Thirty-four years ago this May, my ship was bombed and sunk during the amphibious landings in the Falkland Islands. I knew that my anti-aircraft armament was insufficient to counter air attacks so close against land. But it is the duty of military men to fight the war they are in with the equipment they have. The Smith judgment could see me taken to court for taking the correct military decision. This cannot be right.
It is total nonsense that one can use human rights legislation to drag military leaders through the courts for decisions made in war. In combat, men kill and are killed on a regular basis fighting for their country. Civilian norms cannot possibly apply. Yet there is a growing tendency, particularly in the European courts, to make judgments as if events on the battlefield were taking place in the halcyon days of peace.
It is not just the pernicious effect on the individual. In 2013, the Policy Exchange think tank produced a study entitled The Fog of Law, which showed clearly that such legal mission creep could paralyse the effectiveness of the military. In simple terms, our military will cease being able to win wars for us.
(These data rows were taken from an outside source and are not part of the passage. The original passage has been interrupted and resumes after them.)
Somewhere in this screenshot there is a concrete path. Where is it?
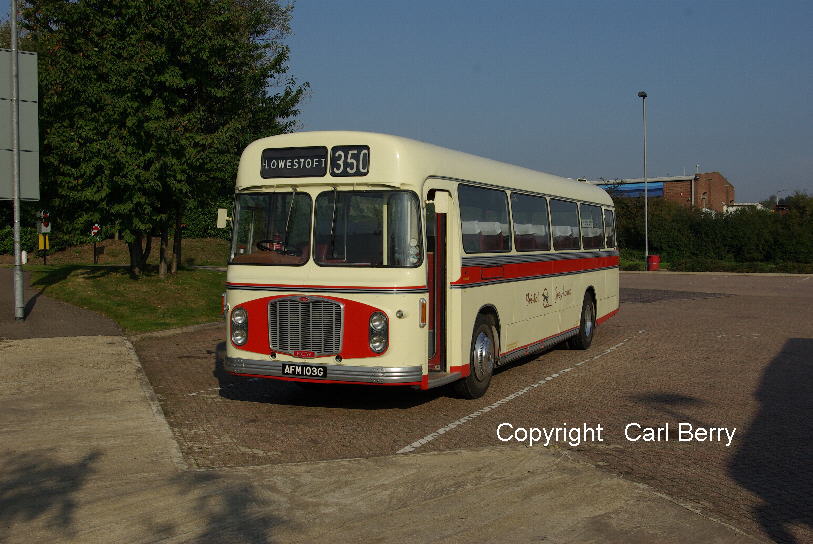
[0,336,750,543]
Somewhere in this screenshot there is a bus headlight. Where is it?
[231,329,248,346]
[370,312,389,353]
[231,308,248,346]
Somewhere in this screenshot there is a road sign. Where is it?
[37,210,51,234]
[0,49,40,200]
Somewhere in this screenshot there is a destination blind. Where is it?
[260,146,327,179]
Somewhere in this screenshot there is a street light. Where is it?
[638,91,649,269]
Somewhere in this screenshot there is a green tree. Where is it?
[22,0,307,275]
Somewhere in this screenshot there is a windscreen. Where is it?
[231,191,311,265]
[314,190,422,267]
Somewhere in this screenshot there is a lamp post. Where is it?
[638,91,649,269]
[10,0,25,321]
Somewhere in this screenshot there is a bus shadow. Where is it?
[0,450,102,541]
[728,338,813,543]
[212,342,450,410]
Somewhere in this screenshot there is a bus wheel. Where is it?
[570,293,596,349]
[454,314,497,399]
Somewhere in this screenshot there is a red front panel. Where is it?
[232,294,386,359]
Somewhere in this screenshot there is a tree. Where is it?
[22,0,307,276]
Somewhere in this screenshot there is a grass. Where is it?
[26,265,226,333]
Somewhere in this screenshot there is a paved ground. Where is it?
[0,336,749,544]
[135,274,813,542]
[0,268,751,543]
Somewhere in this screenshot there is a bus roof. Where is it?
[237,131,612,206]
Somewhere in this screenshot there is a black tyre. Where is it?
[570,292,596,349]
[453,314,498,399]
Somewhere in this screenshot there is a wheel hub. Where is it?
[472,332,494,380]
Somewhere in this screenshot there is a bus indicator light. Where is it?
[418,298,426,328]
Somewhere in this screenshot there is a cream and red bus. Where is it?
[219,132,619,398]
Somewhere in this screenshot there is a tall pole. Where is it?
[11,0,25,320]
[638,91,649,267]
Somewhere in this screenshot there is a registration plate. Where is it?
[282,363,327,378]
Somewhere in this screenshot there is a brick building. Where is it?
[588,172,734,212]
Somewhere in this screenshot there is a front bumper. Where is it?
[224,357,423,385]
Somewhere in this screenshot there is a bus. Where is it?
[218,131,619,398]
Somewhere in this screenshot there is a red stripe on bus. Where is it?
[452,256,620,285]
[226,281,426,291]
[500,327,578,357]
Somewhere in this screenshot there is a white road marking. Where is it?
[186,378,262,397]
[395,331,644,453]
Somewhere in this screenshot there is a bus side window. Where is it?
[511,193,550,251]
[550,198,581,251]
[604,210,615,247]
[580,204,604,249]
[457,185,511,253]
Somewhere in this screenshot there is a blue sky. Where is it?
[0,0,813,201]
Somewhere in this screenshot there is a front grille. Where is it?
[268,297,342,356]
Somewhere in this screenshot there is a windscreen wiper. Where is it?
[328,187,339,259]
[282,187,296,252]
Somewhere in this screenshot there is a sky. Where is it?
[287,0,813,202]
[6,0,813,202]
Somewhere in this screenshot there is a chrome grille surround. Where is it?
[268,295,344,357]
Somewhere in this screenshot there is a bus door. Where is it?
[426,189,450,372]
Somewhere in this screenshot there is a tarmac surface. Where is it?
[0,270,800,542]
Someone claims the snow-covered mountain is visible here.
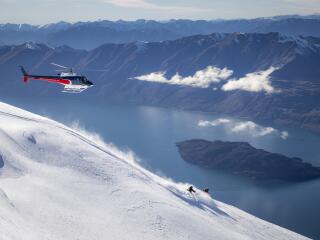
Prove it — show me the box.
[0,15,320,49]
[0,103,306,240]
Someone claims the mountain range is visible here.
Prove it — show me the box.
[0,33,320,132]
[0,15,320,49]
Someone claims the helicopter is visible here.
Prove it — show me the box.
[20,63,93,93]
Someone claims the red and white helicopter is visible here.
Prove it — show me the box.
[20,63,93,93]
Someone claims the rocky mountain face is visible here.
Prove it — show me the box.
[177,139,320,181]
[0,15,320,49]
[0,33,320,132]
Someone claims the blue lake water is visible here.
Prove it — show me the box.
[2,97,320,239]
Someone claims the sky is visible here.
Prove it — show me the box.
[0,0,320,25]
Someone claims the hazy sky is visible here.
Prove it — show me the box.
[0,0,320,24]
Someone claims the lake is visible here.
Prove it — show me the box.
[2,95,320,239]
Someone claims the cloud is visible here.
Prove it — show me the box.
[133,66,279,94]
[222,67,278,93]
[198,118,289,139]
[134,66,233,88]
[104,0,212,12]
[198,118,231,127]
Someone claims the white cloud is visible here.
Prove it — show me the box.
[104,0,212,12]
[222,67,278,93]
[280,131,289,139]
[134,66,233,88]
[198,118,289,139]
[231,121,277,137]
[133,66,279,93]
[198,118,231,127]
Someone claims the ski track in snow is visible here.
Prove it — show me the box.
[0,103,307,240]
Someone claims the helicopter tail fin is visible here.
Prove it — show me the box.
[20,66,29,83]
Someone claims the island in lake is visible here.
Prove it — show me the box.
[176,139,320,181]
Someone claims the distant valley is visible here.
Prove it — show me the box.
[0,15,320,49]
[0,33,320,132]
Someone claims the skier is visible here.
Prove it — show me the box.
[188,186,196,193]
[202,188,209,193]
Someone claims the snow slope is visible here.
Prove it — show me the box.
[0,103,306,240]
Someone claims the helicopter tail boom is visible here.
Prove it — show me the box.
[20,66,29,83]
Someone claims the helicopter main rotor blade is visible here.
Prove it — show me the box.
[50,63,70,69]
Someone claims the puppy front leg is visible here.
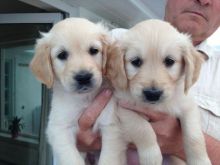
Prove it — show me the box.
[180,105,211,165]
[119,108,162,165]
[99,125,127,165]
[47,123,85,165]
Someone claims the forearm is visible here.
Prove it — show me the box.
[204,134,220,165]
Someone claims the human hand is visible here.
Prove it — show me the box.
[119,101,185,159]
[77,89,112,151]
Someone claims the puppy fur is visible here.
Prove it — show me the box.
[30,18,119,165]
[107,20,211,165]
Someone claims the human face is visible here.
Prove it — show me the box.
[165,0,220,45]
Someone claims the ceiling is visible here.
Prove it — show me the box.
[63,0,166,27]
[0,0,166,28]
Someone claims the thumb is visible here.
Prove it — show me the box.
[119,100,165,122]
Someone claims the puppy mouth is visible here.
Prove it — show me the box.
[142,87,164,104]
[75,84,94,93]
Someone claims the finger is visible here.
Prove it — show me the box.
[79,89,112,130]
[77,138,101,152]
[119,101,166,122]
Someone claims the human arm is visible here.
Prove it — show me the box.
[77,89,112,151]
[120,102,220,165]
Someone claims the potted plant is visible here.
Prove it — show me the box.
[8,116,24,139]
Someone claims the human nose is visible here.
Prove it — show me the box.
[196,0,212,6]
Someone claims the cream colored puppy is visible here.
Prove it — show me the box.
[31,18,118,165]
[107,20,211,165]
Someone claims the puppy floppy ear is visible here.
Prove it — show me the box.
[106,43,128,90]
[183,45,205,94]
[30,35,54,88]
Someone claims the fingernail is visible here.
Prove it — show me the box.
[104,89,112,97]
[118,100,129,106]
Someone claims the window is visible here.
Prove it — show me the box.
[1,44,41,138]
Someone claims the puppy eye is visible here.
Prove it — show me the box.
[164,57,175,68]
[57,50,68,60]
[89,47,99,56]
[131,57,143,68]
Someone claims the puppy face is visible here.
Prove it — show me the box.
[107,20,202,104]
[31,18,107,93]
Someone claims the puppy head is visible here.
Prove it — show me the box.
[107,20,202,104]
[30,18,108,93]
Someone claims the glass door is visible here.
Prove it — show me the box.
[0,13,63,165]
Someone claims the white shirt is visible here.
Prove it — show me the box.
[190,40,220,140]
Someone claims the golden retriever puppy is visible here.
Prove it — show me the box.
[30,18,118,165]
[107,20,211,165]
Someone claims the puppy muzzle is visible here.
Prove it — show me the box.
[142,87,163,103]
[73,70,94,93]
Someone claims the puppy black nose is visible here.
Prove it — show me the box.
[143,88,163,102]
[74,71,93,85]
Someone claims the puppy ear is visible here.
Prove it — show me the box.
[30,38,54,88]
[106,43,128,90]
[183,46,205,94]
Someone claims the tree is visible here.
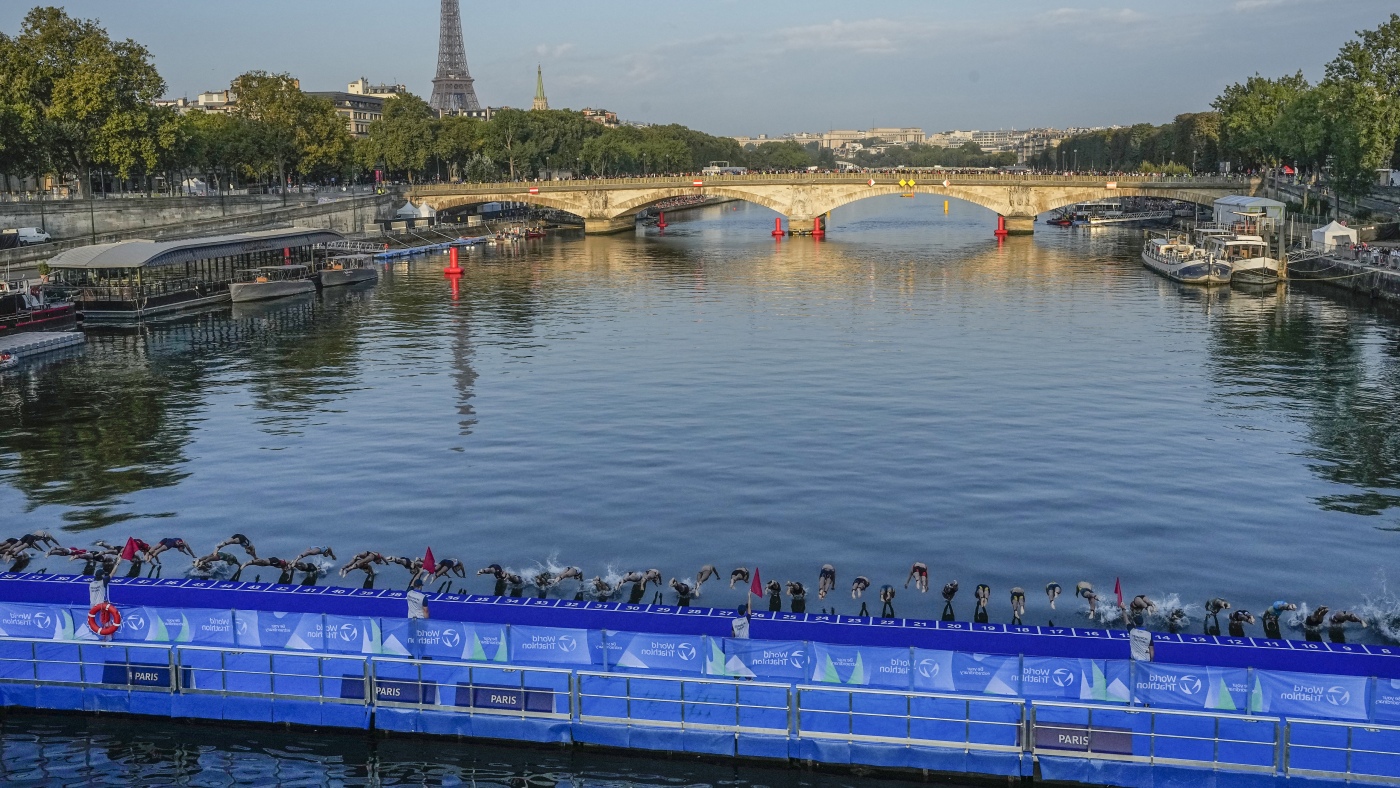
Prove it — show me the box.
[361,94,437,183]
[1324,14,1400,197]
[1211,71,1309,167]
[0,7,165,196]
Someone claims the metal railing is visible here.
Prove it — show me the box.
[577,670,794,736]
[1026,701,1285,774]
[797,686,1026,753]
[370,656,575,719]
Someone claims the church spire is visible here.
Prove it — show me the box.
[531,64,549,109]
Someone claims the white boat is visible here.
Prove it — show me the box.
[1142,238,1231,286]
[1205,235,1280,284]
[228,266,316,304]
[321,255,379,287]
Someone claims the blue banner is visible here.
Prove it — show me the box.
[721,638,808,682]
[1133,662,1249,711]
[1021,656,1128,703]
[811,642,909,690]
[0,603,72,640]
[409,619,510,662]
[913,648,958,693]
[234,610,326,651]
[1371,679,1400,722]
[508,627,603,665]
[1249,670,1371,719]
[603,631,706,673]
[952,651,1021,696]
[323,616,379,654]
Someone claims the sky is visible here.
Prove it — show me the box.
[0,0,1396,136]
If health and safety at work were always to prevail, our military would be unable to fight. In combat, a sailor, soldier or airman might be ordered to take action that could result in virtually certain death. On the battlefield the right to life is not certain. I remain concerned about a possible wave of litigation and the impact it could have on our people and our military effectiveness. Parliament should intervene, and I ask the Minister: what can be done to stop the pernicious effect of this judgment and the pressures from the European Court of Human Rights?
Perhaps something can be done in this Bill. The noble and learned Lord, Lord Mackay of Clashfern, intends to put down an amendment. He asked me to mention this. He will propose a clause that says something along the lines of, “The Human Rights Act 1998 will apply to a conflict operation in time of war only to the extent that is consistent with the provisions of the Geneva Convention”. The amendment is with the Public Bills Office at the moment. I would support it. If it is not in the Bill, I ask the Minister where such legislation can be enacted. How do the Government intend to get us out of this mess?